Let's take a look at the intro:



> the fact that the man obviously can’t hit anything that’s more than about 20 feet away. No doubt there are literally hundreds of failed attempts that were cut out of the carefully-edited video.


Jim MacQuarrie is a hypocrite. He goes after Anderson for making "unsupportable claims" and for "staggeringly inaccurate, misleading, and hyperbolic narration" yet MacQuarrie is doing just that in his own post, making hyperbolic claims about facts he has no actual knowledge of, - presuming "facts" to support his argument - such as claiming Anderson "obviosly" being unable to shoot past 20 feet, and edited chance shots from hundreds of failures. He doesn't actually know that, he's just making assumptons. And that's just the beginning.

There is plenty to take legitimate issue with in narration of the video, but MacQuarrie blew it with his strangely angry seeming post.


----------



## Stone Bridge (May 20, 2013)

I don't think this guy should be picked apart for his chosen play on archery. He really should say nothing because it adds nothing and brings scorn upon him. But there is no taking away how interesting he is to watch. The Jackie Chan of archery. I don't care how large the target or how soft his bow. Just the hand coordination nocking arrows in place is amazing. I found him very interesting to watch. I could watch the Korean ladies shoot all day long and never get bored. I can watch Lars too. All day long. Who else can match his chosen skill? I can't think of any. 

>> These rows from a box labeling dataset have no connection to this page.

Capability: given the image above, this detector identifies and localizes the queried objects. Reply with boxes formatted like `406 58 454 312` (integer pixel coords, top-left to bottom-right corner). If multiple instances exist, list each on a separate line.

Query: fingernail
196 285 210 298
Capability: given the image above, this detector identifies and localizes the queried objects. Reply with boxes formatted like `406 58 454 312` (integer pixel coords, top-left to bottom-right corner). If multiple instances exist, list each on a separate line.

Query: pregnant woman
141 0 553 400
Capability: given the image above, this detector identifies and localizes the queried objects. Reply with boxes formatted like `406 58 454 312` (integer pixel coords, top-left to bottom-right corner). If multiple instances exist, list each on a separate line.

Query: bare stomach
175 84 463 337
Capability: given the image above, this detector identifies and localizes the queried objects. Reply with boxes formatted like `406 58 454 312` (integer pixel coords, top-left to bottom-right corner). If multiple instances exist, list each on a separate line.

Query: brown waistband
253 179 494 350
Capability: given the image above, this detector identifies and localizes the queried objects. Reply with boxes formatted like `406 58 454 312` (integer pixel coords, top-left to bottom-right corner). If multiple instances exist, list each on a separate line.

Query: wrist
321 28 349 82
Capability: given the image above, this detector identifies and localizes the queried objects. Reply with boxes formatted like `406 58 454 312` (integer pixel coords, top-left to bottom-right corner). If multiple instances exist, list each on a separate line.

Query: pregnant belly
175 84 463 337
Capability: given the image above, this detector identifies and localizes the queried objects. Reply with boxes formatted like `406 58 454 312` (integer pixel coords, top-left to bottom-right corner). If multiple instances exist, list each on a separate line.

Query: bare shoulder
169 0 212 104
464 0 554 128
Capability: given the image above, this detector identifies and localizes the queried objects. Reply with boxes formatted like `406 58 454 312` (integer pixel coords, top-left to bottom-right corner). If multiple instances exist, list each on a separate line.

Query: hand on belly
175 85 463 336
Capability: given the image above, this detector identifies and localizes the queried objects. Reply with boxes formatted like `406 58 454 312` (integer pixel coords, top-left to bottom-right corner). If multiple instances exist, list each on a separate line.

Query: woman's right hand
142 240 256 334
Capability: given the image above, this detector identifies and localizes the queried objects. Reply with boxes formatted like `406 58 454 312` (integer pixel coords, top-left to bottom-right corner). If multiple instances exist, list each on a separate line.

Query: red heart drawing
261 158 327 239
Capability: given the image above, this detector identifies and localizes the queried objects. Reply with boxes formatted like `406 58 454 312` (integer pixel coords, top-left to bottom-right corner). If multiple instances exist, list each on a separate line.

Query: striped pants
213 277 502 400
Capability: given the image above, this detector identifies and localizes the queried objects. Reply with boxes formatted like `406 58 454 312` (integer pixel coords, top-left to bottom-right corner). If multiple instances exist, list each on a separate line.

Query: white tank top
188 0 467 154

I'll bet if he slowed down and took his time, he'd shoot very well for accuracy as we define it. Not world class accuracy but better than most traditional shooters could ever do. He has skill and it would come out in conventional shooting I'll bet. He's too athletic not to have ability as we think of it.


----------



## lennnn (Apr 19, 2012)

I have doubt whether he could be a successful target archer even if he slows down. his few seconds of olympic archery form showed no semblance of back tension and a horrible release his hand jumping forward. At any longer distance with multiple arrows he is going to get punished for that. He would have to totally unlearn his current habit and rebuilt entire shot sequence.


----------



## Dmaxdmax (May 4, 2013)

Show a crazy video to 100 people - 99 will enjoy it - 1 expert will rant about its inaccuracy.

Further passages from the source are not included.